A 7.0 magnitude earthquake in the Aegean to the west of Turkey flattened at least 13 buildings, including multi-storey apartment blocks in Izmir. SAT-7’s Turkish channel heard from Turkish NGO First Hope, who were supporting victims and emergency workers with two mobile hygiene vans, offering fresh water and shower facilities. Some 116 deaths were confirmed, but rescuers were cheered by pulling over 100 survivors from the rubble. Thousands of residents who lost homes have been sleeping in tents while the government investigates breaches of building safety regulations. Pray for Izmir.
Also collapsing in Turkey was the currency. The lira reached an historic low against the dollar. The resignation of President Erdogan’s son-in-law from a key economic post gave the currency a temporary boost, only for it to crumble again when investors judged that the next appointee will also be unqualified.
In neighbouring Armenia and nearby Azerbaijan the fresh conflict over the disputed Nagorno-Karabakh territories has developed rapidly. Since 27 September, thousands of ethnic Armenian civilians have fled to Armenia itself, as Azeri forces advance. Last weekend Azeri forces captured the strategic hill town of Shusha overlooking the capital, Stepanakert.
With the city about to fall and with Russian mediation, Armenian PM Nikol Pashinyan signed an initial peace agreement with Azerbaijan. Russian peacekeeping forces are being deployed in the area. The agreement was celebrated in the Azerbaijani capital, Baku, but met with anger in Yerevan, the Armenian capital. What detailed peace talks will follow it is too early to tell. Armenians fear a return to the ethnic cleansing and massive displacement that occurred on both sides in the 1990s.

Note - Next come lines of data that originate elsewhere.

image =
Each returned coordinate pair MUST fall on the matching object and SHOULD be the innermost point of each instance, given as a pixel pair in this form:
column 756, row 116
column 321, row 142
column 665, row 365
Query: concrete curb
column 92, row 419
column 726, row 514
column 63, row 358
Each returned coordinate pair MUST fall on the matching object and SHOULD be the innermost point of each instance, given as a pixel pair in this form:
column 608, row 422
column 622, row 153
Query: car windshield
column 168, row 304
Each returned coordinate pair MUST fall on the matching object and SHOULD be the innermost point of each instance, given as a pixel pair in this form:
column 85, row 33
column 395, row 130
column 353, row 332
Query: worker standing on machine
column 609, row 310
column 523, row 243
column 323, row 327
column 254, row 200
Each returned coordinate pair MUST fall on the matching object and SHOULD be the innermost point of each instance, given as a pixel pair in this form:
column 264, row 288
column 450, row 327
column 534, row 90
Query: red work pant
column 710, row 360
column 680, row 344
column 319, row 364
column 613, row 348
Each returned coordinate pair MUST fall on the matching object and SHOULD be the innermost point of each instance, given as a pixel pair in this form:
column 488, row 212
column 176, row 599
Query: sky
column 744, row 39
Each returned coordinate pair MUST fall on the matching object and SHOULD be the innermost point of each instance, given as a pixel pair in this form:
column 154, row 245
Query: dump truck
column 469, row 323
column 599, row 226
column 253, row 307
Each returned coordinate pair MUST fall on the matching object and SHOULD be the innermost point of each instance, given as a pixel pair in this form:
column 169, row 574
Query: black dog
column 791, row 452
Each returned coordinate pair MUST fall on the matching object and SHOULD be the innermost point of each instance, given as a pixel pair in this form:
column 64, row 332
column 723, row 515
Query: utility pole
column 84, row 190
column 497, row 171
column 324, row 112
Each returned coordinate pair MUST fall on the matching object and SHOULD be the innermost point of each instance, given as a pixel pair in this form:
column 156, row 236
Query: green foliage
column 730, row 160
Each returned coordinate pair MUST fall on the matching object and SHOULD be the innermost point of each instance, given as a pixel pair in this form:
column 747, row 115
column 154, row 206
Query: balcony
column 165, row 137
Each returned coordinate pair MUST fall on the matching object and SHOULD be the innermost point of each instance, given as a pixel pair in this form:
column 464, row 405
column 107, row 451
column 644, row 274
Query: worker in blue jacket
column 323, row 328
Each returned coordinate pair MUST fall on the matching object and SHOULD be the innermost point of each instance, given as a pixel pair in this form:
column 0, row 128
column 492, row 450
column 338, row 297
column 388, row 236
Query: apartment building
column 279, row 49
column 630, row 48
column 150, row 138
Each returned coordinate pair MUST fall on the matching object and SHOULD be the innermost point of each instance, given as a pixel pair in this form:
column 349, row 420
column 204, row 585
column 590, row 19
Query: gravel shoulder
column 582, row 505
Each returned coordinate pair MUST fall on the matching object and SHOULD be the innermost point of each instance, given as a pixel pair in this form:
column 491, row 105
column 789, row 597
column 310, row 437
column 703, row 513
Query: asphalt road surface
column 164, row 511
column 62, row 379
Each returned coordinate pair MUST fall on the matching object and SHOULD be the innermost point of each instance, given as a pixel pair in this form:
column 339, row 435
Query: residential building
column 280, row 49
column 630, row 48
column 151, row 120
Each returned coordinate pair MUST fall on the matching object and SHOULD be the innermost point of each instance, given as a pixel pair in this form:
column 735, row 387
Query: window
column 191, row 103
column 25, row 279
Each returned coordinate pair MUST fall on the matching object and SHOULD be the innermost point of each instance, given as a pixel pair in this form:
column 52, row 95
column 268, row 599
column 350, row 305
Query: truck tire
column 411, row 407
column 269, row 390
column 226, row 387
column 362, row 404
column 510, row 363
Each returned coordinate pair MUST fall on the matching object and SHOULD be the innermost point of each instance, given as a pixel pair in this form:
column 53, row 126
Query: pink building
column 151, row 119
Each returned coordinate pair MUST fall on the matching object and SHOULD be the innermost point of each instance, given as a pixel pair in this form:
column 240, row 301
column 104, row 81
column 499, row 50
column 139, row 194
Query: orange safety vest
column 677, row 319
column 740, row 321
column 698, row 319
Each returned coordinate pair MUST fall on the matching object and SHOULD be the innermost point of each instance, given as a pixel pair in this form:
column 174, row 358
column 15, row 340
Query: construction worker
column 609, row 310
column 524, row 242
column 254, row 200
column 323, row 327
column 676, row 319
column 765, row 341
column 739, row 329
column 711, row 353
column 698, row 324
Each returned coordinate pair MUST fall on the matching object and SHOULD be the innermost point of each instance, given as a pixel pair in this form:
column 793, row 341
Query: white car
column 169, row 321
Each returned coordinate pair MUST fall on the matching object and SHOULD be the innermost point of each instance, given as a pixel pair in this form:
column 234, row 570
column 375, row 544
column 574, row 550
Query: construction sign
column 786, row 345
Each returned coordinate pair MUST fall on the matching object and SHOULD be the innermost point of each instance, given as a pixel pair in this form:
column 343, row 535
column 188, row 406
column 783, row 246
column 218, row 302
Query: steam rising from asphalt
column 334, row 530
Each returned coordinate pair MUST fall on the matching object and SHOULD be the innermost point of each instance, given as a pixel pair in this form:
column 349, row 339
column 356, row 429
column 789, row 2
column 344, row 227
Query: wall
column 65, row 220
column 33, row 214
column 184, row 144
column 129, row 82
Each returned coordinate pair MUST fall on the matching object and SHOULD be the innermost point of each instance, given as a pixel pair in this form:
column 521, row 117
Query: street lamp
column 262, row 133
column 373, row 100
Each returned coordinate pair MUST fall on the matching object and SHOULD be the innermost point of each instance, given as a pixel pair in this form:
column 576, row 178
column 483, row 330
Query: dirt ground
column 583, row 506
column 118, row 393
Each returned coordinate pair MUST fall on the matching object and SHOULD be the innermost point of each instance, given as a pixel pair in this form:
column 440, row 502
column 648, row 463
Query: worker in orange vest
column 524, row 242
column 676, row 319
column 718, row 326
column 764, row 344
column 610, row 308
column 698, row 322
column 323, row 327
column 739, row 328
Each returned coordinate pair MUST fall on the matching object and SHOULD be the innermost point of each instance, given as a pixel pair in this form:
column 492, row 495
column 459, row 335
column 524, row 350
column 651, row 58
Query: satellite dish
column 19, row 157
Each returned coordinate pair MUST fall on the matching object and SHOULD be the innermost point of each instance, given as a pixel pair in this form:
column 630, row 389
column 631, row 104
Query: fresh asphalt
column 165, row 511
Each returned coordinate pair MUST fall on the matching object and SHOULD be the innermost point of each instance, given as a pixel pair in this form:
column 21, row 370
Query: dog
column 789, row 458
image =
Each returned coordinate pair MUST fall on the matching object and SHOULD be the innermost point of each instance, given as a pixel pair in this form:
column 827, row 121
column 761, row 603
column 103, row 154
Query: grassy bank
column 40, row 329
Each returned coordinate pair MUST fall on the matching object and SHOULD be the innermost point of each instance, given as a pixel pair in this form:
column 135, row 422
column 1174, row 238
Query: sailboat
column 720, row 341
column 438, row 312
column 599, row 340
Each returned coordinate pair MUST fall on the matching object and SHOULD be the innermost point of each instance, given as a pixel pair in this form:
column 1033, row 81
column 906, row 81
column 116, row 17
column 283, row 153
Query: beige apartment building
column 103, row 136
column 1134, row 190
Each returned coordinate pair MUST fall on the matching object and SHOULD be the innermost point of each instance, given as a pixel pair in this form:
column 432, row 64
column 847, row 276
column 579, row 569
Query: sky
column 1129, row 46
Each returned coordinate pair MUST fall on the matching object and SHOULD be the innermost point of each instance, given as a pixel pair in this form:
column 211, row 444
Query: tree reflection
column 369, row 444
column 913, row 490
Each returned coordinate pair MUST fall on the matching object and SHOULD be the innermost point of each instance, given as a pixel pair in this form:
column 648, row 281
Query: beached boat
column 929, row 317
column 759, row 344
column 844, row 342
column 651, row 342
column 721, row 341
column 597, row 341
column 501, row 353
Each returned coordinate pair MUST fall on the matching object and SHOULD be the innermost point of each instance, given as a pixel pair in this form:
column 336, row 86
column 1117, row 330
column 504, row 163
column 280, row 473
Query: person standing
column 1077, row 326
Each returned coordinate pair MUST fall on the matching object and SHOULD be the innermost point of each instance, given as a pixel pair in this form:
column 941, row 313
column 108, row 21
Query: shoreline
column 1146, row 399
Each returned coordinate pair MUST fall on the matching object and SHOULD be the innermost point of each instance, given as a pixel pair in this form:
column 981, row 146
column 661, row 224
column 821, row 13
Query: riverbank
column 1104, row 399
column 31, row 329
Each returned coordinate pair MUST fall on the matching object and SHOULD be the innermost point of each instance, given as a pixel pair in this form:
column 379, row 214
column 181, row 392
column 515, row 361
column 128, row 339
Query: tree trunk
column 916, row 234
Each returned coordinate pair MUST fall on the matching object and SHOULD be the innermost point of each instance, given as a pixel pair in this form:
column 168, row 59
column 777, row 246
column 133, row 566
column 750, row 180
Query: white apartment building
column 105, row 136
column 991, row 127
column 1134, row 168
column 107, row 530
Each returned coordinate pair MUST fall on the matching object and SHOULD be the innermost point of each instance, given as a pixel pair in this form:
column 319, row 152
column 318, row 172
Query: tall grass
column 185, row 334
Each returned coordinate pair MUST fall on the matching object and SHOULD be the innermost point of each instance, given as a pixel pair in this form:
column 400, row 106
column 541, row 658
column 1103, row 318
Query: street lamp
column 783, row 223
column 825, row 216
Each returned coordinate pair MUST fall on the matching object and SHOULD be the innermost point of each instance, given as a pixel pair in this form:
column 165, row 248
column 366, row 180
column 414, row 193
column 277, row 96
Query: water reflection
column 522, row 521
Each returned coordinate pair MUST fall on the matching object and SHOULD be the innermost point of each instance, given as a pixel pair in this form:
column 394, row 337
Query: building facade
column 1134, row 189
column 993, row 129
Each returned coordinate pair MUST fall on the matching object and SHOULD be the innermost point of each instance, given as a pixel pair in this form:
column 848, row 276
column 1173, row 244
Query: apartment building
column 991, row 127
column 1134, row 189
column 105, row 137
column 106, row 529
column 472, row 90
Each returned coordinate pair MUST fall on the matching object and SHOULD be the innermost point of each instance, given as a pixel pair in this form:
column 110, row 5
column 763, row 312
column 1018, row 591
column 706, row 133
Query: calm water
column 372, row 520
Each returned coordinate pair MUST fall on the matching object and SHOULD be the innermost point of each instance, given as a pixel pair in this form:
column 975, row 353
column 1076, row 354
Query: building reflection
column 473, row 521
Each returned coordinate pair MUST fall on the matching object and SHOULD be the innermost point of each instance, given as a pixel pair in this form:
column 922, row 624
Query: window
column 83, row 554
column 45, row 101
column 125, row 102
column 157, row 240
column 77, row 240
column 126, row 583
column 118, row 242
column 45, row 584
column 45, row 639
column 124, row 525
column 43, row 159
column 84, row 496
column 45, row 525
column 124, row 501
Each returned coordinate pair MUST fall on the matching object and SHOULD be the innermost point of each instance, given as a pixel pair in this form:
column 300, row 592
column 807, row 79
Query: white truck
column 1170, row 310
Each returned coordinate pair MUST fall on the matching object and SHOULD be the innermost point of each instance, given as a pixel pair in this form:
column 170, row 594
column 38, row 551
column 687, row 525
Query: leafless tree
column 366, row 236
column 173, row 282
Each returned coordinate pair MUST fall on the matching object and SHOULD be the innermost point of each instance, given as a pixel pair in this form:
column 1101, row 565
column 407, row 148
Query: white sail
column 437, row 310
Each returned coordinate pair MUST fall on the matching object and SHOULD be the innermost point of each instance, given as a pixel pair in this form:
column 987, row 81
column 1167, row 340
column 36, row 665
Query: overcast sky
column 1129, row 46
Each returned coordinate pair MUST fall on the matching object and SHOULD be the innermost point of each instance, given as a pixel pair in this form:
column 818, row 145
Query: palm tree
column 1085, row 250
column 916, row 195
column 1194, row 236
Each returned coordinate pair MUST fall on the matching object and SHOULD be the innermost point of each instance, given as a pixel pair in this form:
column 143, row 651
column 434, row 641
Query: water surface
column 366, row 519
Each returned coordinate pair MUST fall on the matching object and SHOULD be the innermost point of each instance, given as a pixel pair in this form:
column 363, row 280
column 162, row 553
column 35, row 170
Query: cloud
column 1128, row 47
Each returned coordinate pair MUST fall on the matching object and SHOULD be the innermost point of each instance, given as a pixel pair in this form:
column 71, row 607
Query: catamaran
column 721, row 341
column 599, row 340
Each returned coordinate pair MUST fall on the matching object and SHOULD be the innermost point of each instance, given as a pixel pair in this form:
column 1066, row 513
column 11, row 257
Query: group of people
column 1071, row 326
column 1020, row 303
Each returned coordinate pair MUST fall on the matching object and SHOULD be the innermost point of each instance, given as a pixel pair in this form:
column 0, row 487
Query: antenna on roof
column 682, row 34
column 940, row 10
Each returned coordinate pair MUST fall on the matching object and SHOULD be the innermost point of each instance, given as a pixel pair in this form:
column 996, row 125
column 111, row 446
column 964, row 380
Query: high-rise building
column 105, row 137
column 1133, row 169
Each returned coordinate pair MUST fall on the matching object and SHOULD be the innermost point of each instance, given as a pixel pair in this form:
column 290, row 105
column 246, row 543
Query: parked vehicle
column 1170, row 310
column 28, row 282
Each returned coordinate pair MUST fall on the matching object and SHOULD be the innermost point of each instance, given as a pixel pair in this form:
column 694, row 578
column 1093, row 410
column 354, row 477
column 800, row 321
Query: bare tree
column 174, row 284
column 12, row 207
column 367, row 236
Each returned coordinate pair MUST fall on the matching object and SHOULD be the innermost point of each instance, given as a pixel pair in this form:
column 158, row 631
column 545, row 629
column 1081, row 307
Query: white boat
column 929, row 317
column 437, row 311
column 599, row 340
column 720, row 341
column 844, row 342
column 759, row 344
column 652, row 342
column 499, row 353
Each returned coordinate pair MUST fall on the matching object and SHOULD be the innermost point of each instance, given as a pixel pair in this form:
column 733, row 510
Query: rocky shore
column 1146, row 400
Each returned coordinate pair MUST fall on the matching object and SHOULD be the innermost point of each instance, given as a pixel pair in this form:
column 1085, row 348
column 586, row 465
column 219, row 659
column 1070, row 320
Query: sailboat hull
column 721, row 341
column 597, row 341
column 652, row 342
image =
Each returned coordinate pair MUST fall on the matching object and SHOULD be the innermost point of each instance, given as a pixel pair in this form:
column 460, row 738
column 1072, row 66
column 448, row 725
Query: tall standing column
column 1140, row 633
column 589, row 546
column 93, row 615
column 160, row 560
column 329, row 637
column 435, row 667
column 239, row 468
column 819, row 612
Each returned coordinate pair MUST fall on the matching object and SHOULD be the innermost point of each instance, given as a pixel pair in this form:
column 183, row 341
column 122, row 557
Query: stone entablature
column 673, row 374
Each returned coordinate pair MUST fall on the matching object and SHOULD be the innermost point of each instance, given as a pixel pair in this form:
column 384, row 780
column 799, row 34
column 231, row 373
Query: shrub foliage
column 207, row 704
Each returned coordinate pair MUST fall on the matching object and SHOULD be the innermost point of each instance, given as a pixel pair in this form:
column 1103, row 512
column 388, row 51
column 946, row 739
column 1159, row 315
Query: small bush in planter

We can give thanks for some easing of tensions in the Eastern Mediterranean between Greece and Turkey. This could also be a sign that nations are keeping an eye on which direction the US will take on the region’s energy dispute. Biden has always preferred negotiation over confrontation, though his response to Turkey is expected to be firmer than his predecessor’s. Our prayer might be that the nations involved would address the shared issues of natural resources and a lasting solution to the divided island of Cyprus. But with many actors wanting to isolate and push for greater European and American pressure on Turkey, more escalations could be on the horizon. It would be wise to pray for peace.
To return to the subject of religious freedom, the World Evangelical Alliance (WEA) this month used the 45th session of the UN Human Rights Council to urge Turkey to “review its decisions to effectively expel and ban 60 Protestant church members” from the country. WEA Advocacy Officer Wissam al-Saliby highlighted two cases of Christians who had lived in the country for 20 and 30 years respectively, one of whom has a wife and four children who are all Turkish citizens. The WEA said some 60 foreign believers have been “denied residency, arbitrarily and without due process”.
On a positive note, a cabinet committee in Egypt last month announced that it had approved applications for registration for 100 more churches and church premises. Since 2017 some 1,738 unlicensed churches have received state approval after a law passed in 2016 that eased regulations on church construction.